Our Minister of Trade actually does keep a pretty low profile for such a high profile position, doesn’t she?

And how, _HOW_ does someone become a Minister in a G7 country with no experience?  🤦🏼‍♂️











						Freeland hits back at Kushner book, calls Trump a ‘bully’ during new NAFTA talks  | Globalnews.ca
					

Deputy Prime Minister Chrystia Freeland says former U.S. President Donald Trump used "bully" tactics during negotiations for a new North American free-trade agreement.




					globalnews.ca
				





Something tells me the book is telling us the truth moreso than Minister of Everything, Freeland.   

Especially the part about being “difficult to deal with and not committing to anything substantial…”   

Something about that just feels familiar… 😉


----------



## daftandbarmy (26 Aug 2022)

CBH99 said:


> Our Minister of Trade actually does keep a pretty low profile for such a high profile position, doesn’t she?
> 
> And how, _HOW_ does someone become a Minister in a G7 country with no experience? 🤦🏼‍♂️
> 
> 😉



Tokenism is an important pre-qualifier for the Trudeau Cabinet:

"Minister Ng is a devoted community leader who has always believed in the power of public service. She has 20 years of experience in the areas of education, women’s leadership, job creation, and entrepreneurship.

Minister Ng immigrated to Canada from Hong Kong with her family, and grew up learning about the struggle and eventual success that many new immigrants experience in Canada."


----------



## OldSolduer (26 Aug 2022)

It’s all about the visibility of women and minorities- not that it will protect them from a vengeful PM


----------



## Spencer100 (26 Aug 2022)

OldSolduer said:


> It’s all about the visibility of women and minorities- not that it will protect them from a vengeful PM


Yes it is.  But its also the rise of the Presidential or Imperial Prime Minister.  And the demise of Cabinet and Ministerial government in the context of the parliamentary system.  With almost everything being run out of the PMO and less and less in the ministries themselves.  I have seen this over the decades from both sides when in power.   I do believe its is even worse now.


----------



## rmc_wannabe (26 Aug 2022)

Spencer100 said:


> Yes it is.  But its also the rise of the Presidential or Imperial Prime Minister.  And the demise of Cabinet and Ministerial government in the context of the parliamentary system.  With almost everything being run out of the PMO and less and less in the ministries themselves.  I have seen this over the decades from both sides when in power.   I do believe its is even worse now.

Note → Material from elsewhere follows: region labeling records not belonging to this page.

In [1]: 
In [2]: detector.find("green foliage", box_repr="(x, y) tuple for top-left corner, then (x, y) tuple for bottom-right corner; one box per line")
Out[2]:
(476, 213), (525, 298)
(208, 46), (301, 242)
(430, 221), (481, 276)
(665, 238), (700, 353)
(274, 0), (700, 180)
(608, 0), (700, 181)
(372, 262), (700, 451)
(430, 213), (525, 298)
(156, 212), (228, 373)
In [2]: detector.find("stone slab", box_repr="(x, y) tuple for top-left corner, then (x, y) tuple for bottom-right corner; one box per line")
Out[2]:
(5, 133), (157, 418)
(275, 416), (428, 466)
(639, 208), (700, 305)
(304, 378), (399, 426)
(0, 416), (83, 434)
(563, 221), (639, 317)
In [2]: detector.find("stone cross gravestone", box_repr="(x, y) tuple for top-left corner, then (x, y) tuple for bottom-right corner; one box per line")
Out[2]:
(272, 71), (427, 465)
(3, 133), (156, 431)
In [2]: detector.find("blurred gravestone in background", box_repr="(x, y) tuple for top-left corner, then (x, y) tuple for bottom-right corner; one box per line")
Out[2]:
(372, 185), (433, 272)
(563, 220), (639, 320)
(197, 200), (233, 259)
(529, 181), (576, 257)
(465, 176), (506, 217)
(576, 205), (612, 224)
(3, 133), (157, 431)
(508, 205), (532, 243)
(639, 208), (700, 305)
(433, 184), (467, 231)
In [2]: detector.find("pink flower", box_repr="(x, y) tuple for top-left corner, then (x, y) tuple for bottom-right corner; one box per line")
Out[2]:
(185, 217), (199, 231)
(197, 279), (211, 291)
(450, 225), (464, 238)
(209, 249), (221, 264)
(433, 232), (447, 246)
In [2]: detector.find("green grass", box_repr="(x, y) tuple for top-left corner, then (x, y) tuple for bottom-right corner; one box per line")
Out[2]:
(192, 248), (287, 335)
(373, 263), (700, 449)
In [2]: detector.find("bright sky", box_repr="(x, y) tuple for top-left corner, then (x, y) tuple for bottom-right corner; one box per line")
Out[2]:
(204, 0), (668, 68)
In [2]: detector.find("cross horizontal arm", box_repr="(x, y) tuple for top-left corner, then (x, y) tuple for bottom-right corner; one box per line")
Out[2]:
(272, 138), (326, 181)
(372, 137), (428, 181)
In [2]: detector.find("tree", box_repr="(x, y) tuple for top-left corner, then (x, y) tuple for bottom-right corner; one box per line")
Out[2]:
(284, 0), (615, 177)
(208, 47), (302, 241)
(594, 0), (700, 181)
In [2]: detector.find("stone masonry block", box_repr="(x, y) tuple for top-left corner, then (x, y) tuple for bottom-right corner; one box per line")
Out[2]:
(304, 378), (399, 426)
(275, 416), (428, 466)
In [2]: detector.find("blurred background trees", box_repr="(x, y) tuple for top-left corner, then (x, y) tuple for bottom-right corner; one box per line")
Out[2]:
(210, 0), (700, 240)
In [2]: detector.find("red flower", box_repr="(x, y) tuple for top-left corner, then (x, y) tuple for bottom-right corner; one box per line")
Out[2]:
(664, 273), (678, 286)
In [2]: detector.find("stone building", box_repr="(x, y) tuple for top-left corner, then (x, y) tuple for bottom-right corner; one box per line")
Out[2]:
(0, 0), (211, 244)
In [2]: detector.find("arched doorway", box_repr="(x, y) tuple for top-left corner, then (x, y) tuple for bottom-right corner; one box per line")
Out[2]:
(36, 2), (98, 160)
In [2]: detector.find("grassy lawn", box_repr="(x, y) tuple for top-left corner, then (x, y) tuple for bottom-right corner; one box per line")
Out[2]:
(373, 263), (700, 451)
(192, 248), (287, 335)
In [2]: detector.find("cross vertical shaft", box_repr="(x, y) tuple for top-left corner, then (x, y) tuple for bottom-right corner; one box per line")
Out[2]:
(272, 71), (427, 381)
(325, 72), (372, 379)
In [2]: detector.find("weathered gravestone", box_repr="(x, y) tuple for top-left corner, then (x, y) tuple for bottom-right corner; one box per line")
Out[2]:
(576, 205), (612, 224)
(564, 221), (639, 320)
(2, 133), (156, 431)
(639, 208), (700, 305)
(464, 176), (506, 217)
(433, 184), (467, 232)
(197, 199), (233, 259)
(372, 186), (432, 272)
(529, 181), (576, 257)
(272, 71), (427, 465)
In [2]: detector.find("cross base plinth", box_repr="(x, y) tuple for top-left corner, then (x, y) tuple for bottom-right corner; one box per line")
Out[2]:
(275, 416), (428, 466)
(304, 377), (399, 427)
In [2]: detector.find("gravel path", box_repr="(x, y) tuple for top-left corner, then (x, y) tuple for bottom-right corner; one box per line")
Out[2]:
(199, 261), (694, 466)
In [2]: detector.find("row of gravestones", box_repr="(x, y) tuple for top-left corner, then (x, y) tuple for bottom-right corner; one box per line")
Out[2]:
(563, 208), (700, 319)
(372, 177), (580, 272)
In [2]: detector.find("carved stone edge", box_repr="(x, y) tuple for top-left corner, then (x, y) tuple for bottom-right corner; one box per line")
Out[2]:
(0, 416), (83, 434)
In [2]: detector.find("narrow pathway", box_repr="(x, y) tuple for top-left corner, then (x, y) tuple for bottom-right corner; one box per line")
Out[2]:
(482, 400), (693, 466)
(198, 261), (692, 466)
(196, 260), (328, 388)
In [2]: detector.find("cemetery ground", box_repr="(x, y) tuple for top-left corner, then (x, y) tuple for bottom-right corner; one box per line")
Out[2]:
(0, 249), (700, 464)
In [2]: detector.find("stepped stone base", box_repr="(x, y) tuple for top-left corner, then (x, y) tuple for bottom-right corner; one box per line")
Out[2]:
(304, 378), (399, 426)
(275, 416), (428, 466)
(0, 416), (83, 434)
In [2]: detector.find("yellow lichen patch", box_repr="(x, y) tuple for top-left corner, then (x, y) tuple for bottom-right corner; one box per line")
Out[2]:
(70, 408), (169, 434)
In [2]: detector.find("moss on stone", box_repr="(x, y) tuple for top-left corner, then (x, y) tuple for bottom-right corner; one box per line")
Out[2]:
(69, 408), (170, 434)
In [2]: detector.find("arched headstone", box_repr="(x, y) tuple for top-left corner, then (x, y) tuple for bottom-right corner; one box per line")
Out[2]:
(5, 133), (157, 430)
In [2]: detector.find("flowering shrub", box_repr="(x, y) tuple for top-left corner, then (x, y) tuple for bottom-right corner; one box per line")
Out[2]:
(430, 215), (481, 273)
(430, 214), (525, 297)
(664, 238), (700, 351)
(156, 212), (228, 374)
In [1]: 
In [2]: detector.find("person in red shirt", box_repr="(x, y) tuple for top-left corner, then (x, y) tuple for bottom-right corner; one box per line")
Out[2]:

And ofcourse, the PMO is being led by the unelected Liberal/Conservative Party of Canada policy makers. It's a fine way to neuter any form of internal discourse or disagreement within a party by making funding for your campaign contingent on towing the party line. I wonder how many Liberal MPs have been cowed into supporting legislation or policies that they themselves would never support, but Liberal Party TM MP Bloggins is forced to


----------



## CBH99 (26 Aug 2022)

rmc_wannabe said:


> And ofcourse, the PMO is being led by the unelected Liberal/Conservative Party of Canada policy makers. It's a fine way to neuter any form of internal discourse or disagreement within a party by making funding for your campaign contingent on towing the party line. I wonder how many Liberal MPs have been cowed into supporting legislation or policies that they themselves would never support, but Liberal Party TM MP Bloggins is forced to


Genuinely curious - who decides policy for either of those parties, if not the elected MP’s?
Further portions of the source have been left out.